There was no question, Chief Justice John G. Roberts Jr. wrote for the majority, that the reports should have been turned over under Brady v. Maryland, a 1963 Supreme Court decision that requires prosecutors to provide favorable evidence to the defense. The question for the justices was only whether the failure mattered — that is, in the words of a 2009 decision, whether “there is a reasonable probability that, had the evidence been disclosed, the result of the proceeding would have been different.”
In a brisk four-page opinion in the case, Smith v. Cain, No. 10-8145, Chief Justice Roberts wrote that “Boatner’s undisclosed statements were plainly material.”
Prosecutors and Justice Thomas gave various reasons why the jury might have discounted the statements, including that Mr. Boatner was under stress and feared retaliation. Chief Justice Roberts dismissed the arguments as speculation and said the fact that the jury might have disbelieved the statements “gives us no confidence that it would have done so.”
The current district attorney, Leon Cannizzaro, said his office “will file a motion in this quintuple murder case to set it for trial within the next 60 days.”

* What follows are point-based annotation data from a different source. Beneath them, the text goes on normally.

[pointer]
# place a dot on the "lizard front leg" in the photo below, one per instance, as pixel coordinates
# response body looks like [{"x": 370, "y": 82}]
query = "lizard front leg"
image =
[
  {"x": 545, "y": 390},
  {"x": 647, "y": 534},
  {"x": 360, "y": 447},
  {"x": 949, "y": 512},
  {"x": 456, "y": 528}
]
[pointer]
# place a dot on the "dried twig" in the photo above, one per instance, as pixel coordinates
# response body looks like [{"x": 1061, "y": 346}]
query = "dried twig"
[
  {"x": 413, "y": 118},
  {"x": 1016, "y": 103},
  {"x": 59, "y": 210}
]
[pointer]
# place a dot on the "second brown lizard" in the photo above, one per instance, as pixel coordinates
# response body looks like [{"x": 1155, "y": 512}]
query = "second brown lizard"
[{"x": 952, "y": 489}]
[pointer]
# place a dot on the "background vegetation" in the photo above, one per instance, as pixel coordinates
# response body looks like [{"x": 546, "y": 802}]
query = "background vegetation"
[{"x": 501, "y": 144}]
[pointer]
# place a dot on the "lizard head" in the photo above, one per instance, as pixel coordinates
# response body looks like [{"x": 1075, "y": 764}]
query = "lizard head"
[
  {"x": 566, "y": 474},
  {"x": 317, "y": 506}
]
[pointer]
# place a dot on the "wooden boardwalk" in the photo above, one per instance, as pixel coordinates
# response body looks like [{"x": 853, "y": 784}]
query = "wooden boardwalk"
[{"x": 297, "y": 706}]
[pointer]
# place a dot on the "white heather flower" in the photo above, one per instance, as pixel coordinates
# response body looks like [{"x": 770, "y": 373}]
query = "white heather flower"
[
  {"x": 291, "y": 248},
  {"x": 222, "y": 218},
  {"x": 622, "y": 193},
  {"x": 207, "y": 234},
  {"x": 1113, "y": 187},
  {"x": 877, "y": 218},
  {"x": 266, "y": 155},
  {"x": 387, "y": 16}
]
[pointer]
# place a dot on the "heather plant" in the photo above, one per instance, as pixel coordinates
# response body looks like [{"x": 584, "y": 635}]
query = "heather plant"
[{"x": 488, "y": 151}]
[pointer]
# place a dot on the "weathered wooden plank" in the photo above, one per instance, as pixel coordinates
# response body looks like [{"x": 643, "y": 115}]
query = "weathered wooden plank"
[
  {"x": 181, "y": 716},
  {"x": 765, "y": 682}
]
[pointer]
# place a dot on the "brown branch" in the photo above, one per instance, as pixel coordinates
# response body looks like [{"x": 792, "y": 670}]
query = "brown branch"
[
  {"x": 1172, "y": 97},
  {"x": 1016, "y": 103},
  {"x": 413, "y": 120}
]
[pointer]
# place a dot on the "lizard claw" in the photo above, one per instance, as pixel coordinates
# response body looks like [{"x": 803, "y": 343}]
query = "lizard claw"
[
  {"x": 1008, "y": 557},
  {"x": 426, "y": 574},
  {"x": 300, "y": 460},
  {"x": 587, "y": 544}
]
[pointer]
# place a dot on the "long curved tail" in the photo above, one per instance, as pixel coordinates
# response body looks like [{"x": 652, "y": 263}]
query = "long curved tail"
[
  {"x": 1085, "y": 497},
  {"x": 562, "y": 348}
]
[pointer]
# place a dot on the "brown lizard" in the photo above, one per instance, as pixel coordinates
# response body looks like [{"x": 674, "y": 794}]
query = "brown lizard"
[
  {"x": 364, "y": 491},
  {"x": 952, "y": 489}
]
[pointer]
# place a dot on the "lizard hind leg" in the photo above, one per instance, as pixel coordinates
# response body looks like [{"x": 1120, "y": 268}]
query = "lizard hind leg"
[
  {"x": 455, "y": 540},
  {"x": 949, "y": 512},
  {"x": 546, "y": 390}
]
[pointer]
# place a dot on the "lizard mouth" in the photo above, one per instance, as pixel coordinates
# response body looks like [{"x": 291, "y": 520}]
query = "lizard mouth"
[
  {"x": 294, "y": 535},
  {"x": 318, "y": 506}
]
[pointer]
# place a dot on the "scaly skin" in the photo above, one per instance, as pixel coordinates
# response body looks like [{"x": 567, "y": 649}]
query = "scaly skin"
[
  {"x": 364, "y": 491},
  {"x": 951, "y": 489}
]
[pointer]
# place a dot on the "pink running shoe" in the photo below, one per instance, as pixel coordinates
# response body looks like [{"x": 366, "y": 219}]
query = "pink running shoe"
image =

Justice Thomas’s dissent, at 19 pages, was almost five times as long as the majority opinion. “The question presented here is not whether a prudent prosecutor should have disclosed the information that Smith identifies,” Justice Thomas wrote.
Rather, he wrote, the question was whether Mr. Smith had not shown a reasonable probability that the jury would have reached a different conclusion had it known of the undisclosed statements. Justice Thomas said a careful review of the balance of the evidence demonstrated that nothing would have changed.
The district attorney’s office has a history of inattention to the requirements of the Brady decision. The Orleans Public Defender’s Office, in a brief supporting Mr. Smith, said that 28 convictions obtained by the district attorney’s office were later ruled to have been tainted by Brady violations. The district attorney’s office said in its own brief that the correct number was 13.
Last March, in a 5-to-4 decision, the Supreme Court wiped out a $14 million award to John Thompson, a former death row inmate who was exonerated after 18 years when withheld evidence came to light.
Justice Thomas wrote the majority opinion in that decision, which divided along ideological lines. While he said prosecutors there had violated their duty to see justice done, he wrote that Mr. Thompson could not sue the office on the theory that it had failed to train its prosecutors.